Theorem 2.1. Let $A\sim P$ and consider testing $H_0\;:\;\tilde \gamma (P)\leq \gamma _0$ as in ( 9 ). Let A1 and A2 be true and consider the cutoff:

(11)

\begin{equation} C = \left (\gamma _0+\frac{k_n}{K_n\hat p}\right )(1+\epsilon ) \end{equation}

where $k_n=\{(\log K_n)/n\}^{1/2}$ and arbitrarily small $\epsilon \gt 0$ chosen by the user. Then when the null hypothesis is true $(\tilde \gamma (P)\leq \gamma _0)$ , the type I error goes to 0, that is, for any $\eta \gt 0$ ,

\begin{equation*} \lim _{n\to \infty }\mathsf {P}\{\tilde T(A) \gt C\mid H_0\}\leq \eta . \end{equation*}

If the alternative hypothesis is true $(\tilde \gamma (P)\gt \gamma _0)$ , then the power goes to 1, that is,

\begin{equation*} \lim _{n\to \infty }\mathsf {P}\{\tilde T(A) \gt C\mid H_1\} \gt 1- \eta . \end{equation*}

A proof of the theorem, as well as proofs of all subsequent theoretical results, are left to the Supplemental Materials. The proof approximates the cutoff under the null hypothesis using a union bound and then leverages Hoeffding’s inequality to show that the probability of failing to reject under the alternative hypothesis goes to 0. The cutoff depends on $K$ and, for theoretical purposes, we assume that $K$ is known. In practice, we run a community detection algorithm on the network (e.g., Fast Greedy algorithm of (Clauset et al., Reference Clauset, Newman and Moore2004)) and then use the number of communities returned by this algorithm, $\hat K$ , to find $\tilde T(A)$ and construct the threshold.
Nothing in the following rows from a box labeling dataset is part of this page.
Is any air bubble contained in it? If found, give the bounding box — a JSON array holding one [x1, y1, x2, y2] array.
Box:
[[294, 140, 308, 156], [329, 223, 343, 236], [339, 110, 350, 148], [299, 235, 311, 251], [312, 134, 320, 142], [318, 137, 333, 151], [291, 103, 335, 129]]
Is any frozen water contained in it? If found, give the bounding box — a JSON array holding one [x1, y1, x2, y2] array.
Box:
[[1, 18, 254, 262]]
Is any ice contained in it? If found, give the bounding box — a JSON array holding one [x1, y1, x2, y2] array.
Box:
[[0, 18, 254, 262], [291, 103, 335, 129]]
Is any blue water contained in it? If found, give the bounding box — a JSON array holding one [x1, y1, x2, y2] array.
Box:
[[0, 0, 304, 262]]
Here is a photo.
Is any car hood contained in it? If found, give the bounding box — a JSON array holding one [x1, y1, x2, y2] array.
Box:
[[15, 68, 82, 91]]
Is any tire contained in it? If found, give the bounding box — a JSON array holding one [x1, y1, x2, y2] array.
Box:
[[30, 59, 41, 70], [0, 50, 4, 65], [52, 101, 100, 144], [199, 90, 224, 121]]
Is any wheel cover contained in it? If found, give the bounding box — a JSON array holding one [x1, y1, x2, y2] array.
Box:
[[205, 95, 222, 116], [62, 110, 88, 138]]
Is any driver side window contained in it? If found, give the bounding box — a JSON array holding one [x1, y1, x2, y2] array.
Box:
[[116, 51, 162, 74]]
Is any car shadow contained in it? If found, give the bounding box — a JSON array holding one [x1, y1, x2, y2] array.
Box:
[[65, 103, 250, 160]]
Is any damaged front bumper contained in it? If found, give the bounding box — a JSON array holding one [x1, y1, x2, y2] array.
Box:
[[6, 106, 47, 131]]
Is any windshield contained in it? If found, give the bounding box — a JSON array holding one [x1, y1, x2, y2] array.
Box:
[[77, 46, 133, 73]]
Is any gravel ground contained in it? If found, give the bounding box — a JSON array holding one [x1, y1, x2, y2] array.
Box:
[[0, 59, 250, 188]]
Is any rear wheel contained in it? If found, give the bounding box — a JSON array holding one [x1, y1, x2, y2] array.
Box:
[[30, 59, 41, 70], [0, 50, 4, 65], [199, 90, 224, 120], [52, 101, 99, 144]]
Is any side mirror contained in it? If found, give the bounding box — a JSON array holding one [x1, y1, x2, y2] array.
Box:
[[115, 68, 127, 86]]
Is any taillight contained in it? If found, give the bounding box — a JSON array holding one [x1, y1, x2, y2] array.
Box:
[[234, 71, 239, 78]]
Additionally, A3 ensures that the $k_n/(K\hat p)$ term converges to 0 such that $C\to \gamma _0$ as $n\to \infty$ . In practice, we confirm the necessity of this assumption as this test has larger power for denser networks (large $\hat p$ ) and more communities.

This test is fundamentally different from existing ones in the literature because the practitioner chooses the value of $\gamma _0$ for her particular problem, inducing a model-agnostic test. In other words, the null hypothesis is not a baseline model, but instead a baseline quantity of community structure in the network-generating process. Since the $\mathsf{E2D2}$ parameter has a natural connection to community structure, this test is also more easily interpretable with respect to this feature. Indeed, rejecting the null hypothesis means that the data-generating matrix for the observed network has greater community structure (as measured by the $\mathsf{E2D2}$ parameter) than some baseline value ( $\gamma _0$ ).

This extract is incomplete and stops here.